1843

The Assembly of Jamaica approves a 12 mile track between Kingston and Spanish Town and a 2½ mile branch line to a sugar estate in Angels. An equity issue for the Western Jamaica Connecting Railway is floated in the amount of £150,000.


Nov. 1845

The track to Spanish Town is completed. The Governor of Jamaica along with guests and investors partake in an inagural ride. The event is covered in the Jan. 31, 1846 issue of The Illustrated London News.


1845

Even before the first section of track is completed, a £1 million equity issue is floated to build a line to Montego Bay. This project was never started, and it is not known how much was raised or what the funds were used for.


1846

England passes the Sugar Duties Act which equalizes imported duties for sugar from the colonies. This Act, along with the recent abolition of slavery, makes Jamaican commodities less competitive and creates a compelling reason to lower transportation costs by expanding the Railway to various plantations.


1869

The plantation economy declines more than anticipated, affecting rail revenue and expansion capital. An eleven mile extension from Spanish Town to Old Harbour is completed.


1877

Sir Anthony Musgrave becomes Governor of Jamaica and proposes a government takeover of the privately owned railway company.


1879

The Government purchases the railway for £93,932 and undertakes a modernization program costing some £100,000.


1880 1885

The improving market for sugar and the establishment of several new banana and sugar plantations leads to the construction of railway extensions from Old Harbour to Porus and from Spanish Town to Ewarton and Bog Walk.


1885 1887

Cost analyses and surveys are undertaken to determine the feasibility of extending the railroad from Porus to Montego Bay and from Bog Walk to Port Antonio. The estimated cost to build both extensions is £1.5 million. The Government does not have the means to finance the expansion and the plans are shelved.


Nov. 1888

An American syndicate offers to buy the Railroad and build the Montego Bay and Port Antonio extensions.


Jan. 1890

The Railway is sold to the West India Improvement Co. for £100,000 cash and a £700,000 4% second mortgage.

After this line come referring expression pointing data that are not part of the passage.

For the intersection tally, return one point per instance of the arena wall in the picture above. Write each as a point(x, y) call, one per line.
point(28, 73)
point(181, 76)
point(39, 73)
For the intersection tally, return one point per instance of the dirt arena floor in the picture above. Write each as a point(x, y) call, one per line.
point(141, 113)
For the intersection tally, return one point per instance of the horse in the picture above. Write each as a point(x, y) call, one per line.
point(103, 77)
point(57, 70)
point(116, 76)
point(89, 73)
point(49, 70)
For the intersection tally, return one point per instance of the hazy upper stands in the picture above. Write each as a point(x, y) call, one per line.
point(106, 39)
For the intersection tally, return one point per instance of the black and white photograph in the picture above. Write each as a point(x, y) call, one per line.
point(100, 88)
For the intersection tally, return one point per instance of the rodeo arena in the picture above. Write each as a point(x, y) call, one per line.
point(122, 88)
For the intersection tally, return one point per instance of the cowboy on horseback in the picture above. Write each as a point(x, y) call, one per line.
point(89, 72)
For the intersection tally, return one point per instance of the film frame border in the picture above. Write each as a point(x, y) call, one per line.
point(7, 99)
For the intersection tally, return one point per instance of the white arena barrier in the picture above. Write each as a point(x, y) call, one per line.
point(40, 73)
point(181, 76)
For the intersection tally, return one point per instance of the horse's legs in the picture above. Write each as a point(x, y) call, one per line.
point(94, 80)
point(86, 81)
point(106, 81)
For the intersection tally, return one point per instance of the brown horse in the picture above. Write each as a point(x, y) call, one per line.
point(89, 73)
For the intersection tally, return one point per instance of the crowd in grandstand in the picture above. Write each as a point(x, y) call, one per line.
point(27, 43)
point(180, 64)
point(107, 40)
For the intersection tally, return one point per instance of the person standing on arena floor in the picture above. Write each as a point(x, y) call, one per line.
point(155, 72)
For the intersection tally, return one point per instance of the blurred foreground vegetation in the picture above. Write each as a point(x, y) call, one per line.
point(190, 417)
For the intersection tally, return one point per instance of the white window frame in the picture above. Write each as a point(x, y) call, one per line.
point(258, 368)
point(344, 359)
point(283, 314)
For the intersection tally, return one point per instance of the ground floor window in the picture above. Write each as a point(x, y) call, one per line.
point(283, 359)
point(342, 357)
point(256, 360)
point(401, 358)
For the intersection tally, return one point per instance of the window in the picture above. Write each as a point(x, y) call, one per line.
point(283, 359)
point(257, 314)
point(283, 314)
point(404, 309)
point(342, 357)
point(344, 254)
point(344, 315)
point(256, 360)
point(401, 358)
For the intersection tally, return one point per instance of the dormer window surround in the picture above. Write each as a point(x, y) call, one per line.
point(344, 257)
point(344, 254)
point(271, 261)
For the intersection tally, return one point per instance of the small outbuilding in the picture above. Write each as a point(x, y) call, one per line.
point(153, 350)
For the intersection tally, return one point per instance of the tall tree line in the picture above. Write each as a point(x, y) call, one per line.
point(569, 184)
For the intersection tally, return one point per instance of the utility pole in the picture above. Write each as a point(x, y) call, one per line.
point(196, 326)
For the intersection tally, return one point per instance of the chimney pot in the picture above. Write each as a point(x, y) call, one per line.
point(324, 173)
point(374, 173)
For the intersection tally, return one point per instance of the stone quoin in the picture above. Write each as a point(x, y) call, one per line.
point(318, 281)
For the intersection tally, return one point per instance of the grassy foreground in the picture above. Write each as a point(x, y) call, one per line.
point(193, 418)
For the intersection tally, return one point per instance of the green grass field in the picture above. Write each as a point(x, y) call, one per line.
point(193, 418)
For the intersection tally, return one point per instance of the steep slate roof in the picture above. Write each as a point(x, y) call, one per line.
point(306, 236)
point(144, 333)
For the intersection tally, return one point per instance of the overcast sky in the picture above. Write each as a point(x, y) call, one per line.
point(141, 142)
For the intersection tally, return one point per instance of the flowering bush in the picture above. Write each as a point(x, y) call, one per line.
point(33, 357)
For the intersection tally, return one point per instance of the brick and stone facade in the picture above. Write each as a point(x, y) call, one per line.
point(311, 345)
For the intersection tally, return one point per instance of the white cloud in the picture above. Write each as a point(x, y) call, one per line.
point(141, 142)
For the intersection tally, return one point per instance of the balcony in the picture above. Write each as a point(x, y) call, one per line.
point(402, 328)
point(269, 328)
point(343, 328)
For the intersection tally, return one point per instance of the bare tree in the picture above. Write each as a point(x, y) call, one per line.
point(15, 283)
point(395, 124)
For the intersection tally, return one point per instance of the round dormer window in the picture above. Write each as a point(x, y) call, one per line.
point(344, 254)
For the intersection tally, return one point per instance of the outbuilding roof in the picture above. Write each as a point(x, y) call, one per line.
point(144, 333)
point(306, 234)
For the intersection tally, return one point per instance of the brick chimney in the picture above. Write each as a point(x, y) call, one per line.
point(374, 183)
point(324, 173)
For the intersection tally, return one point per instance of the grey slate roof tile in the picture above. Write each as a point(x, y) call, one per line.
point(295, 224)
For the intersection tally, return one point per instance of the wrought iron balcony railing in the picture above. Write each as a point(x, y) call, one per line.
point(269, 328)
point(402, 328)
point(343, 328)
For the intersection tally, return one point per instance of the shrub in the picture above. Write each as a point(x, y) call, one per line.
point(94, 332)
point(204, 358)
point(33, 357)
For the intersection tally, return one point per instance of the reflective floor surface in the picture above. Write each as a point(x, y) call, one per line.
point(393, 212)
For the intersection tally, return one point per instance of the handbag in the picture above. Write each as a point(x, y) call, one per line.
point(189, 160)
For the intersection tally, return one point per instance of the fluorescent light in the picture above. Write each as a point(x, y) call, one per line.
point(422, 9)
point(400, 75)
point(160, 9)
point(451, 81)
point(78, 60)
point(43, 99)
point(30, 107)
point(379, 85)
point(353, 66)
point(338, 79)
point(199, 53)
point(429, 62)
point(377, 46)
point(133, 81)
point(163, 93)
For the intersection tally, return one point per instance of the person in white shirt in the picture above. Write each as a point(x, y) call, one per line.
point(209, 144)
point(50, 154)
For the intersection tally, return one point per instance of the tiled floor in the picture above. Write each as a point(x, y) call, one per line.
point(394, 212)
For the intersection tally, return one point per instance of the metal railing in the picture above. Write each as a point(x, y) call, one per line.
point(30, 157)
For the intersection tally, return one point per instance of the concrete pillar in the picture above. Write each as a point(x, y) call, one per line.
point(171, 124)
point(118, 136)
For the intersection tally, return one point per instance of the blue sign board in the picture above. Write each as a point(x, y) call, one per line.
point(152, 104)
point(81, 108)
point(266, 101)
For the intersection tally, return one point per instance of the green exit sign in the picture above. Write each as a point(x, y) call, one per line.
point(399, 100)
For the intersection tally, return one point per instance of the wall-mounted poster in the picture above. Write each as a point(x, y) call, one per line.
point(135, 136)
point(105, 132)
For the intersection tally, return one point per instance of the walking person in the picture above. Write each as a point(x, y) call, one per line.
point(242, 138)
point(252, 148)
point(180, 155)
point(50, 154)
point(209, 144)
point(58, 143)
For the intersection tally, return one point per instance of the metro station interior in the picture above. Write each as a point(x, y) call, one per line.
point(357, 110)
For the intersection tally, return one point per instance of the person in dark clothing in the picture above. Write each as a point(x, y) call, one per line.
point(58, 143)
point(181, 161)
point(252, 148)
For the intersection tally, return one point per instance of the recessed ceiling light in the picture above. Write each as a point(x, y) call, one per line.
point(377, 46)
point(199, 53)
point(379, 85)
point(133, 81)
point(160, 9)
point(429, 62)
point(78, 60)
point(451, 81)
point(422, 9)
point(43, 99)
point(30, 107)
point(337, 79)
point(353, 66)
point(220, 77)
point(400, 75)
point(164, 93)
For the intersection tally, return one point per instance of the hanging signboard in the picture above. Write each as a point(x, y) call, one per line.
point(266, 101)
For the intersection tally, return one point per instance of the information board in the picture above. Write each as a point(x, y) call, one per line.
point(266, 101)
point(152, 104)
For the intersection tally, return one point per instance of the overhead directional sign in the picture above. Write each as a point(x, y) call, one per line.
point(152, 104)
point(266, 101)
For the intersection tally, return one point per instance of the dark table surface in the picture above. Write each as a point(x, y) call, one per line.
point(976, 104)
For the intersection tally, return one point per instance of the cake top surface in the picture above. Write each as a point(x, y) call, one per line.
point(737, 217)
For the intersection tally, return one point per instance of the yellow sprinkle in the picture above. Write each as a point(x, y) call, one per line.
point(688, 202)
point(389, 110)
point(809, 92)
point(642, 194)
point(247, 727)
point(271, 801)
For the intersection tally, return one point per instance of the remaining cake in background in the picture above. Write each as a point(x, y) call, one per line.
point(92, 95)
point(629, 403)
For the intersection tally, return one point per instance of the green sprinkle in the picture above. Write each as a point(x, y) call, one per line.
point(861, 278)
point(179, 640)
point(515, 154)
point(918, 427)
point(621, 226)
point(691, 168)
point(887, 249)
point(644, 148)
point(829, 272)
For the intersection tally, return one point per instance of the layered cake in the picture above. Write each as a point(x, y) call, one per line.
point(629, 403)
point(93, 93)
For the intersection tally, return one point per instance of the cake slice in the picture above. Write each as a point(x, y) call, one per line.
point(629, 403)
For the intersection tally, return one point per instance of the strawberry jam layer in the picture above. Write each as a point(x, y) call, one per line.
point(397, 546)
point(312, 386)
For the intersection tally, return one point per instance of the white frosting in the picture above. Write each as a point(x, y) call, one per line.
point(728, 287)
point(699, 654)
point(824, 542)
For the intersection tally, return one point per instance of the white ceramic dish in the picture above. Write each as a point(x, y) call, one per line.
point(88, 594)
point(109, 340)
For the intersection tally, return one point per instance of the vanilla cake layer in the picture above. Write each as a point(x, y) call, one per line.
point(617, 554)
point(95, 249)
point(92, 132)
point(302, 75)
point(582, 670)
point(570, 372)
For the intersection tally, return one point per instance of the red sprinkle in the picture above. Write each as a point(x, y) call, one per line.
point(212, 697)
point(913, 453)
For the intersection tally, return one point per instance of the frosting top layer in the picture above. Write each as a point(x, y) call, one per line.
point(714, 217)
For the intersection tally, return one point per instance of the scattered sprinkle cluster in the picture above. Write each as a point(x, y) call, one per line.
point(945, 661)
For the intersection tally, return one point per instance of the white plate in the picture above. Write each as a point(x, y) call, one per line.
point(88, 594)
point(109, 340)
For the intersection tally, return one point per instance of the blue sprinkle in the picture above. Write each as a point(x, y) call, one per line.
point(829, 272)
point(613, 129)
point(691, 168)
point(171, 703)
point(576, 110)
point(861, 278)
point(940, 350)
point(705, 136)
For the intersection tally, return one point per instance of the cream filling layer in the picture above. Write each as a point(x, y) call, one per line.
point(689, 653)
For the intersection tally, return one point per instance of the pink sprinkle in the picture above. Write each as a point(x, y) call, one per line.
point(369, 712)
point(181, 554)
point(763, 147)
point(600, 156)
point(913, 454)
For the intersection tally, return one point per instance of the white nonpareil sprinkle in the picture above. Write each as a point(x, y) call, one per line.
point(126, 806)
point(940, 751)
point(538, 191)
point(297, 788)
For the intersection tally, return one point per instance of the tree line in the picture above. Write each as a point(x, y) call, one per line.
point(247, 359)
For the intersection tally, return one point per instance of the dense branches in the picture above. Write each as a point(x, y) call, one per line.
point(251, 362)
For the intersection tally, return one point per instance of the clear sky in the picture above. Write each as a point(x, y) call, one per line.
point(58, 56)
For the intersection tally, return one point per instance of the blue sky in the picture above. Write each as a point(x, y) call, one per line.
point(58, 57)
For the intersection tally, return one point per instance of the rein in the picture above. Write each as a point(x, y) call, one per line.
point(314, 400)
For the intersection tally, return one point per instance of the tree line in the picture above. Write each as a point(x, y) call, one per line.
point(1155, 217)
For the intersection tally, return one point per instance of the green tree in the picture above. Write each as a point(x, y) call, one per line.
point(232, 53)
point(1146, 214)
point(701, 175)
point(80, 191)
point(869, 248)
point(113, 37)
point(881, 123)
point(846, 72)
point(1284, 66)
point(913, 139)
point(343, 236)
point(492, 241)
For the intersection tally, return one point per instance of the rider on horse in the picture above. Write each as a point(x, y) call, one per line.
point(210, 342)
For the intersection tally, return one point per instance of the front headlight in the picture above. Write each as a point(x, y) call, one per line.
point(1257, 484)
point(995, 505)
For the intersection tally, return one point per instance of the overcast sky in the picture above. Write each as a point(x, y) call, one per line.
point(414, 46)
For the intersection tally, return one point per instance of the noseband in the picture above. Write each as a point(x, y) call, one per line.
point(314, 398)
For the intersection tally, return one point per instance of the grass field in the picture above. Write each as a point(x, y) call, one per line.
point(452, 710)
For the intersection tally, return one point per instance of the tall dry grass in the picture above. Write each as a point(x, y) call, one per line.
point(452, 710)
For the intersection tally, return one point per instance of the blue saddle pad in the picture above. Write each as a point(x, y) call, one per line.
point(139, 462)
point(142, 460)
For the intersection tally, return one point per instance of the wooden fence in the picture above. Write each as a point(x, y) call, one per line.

The acquirer is authorized to issue bonds as sections of the Montego Bay and Port Antonio extensions are completed.


1894

The Montego Bay line is completed.


1896

The Port Antonio line is completed. Over the next few years, bananas become Jamaica's major export crop. The United Fruit Co. soon becomes the dominant corporate entity in Port Antonio.


1898

Cash flow does not cover all the interest payments to bondholders. The West India Improvement Co. falls into receivership.


1900

The Jamaica Government again assumes responsibility of the railroad.


1913

A 13 mile extension from May Pen to Chapelton is completed in order to service the growing citrus industry.


1925

A 9¼ mile extension from Chapelton to Frankfield is completed.


1940 1950

Bauxite deposits are discovered in the interior. The railroad plays a key role in the development of bauxite mines. By 1975, bauxite accounts for over 99% of railroad cargo.


1952 1955

Following the 1951 hurricane, a rehabilitation program is undertaken. Steam engines are replaced with diesel locomotives.


1962

Jamaica is granted independence. Nationalization of unprofitable industries results in a diversion of railway maintenance funds to keep these industries afloat.


1974

The May Pen to Frankfield line is closed due to lack of maintenance.


1975

The Bog Walk to Port Antonio line is closed due to lack of maintenance.


1988

Hurricane Gilbert destroys much of the remaining railroad infrastructure.


Oct. 1992

The Jamaica Government Railway ceases to operate with the exception of the bauxite lines which are privately funded.


2011 2012

In April 2011, a section of the railway between Spanish Town and Linstead was reopened to the public. This operation was not financially viable and closed in Aug. 2012.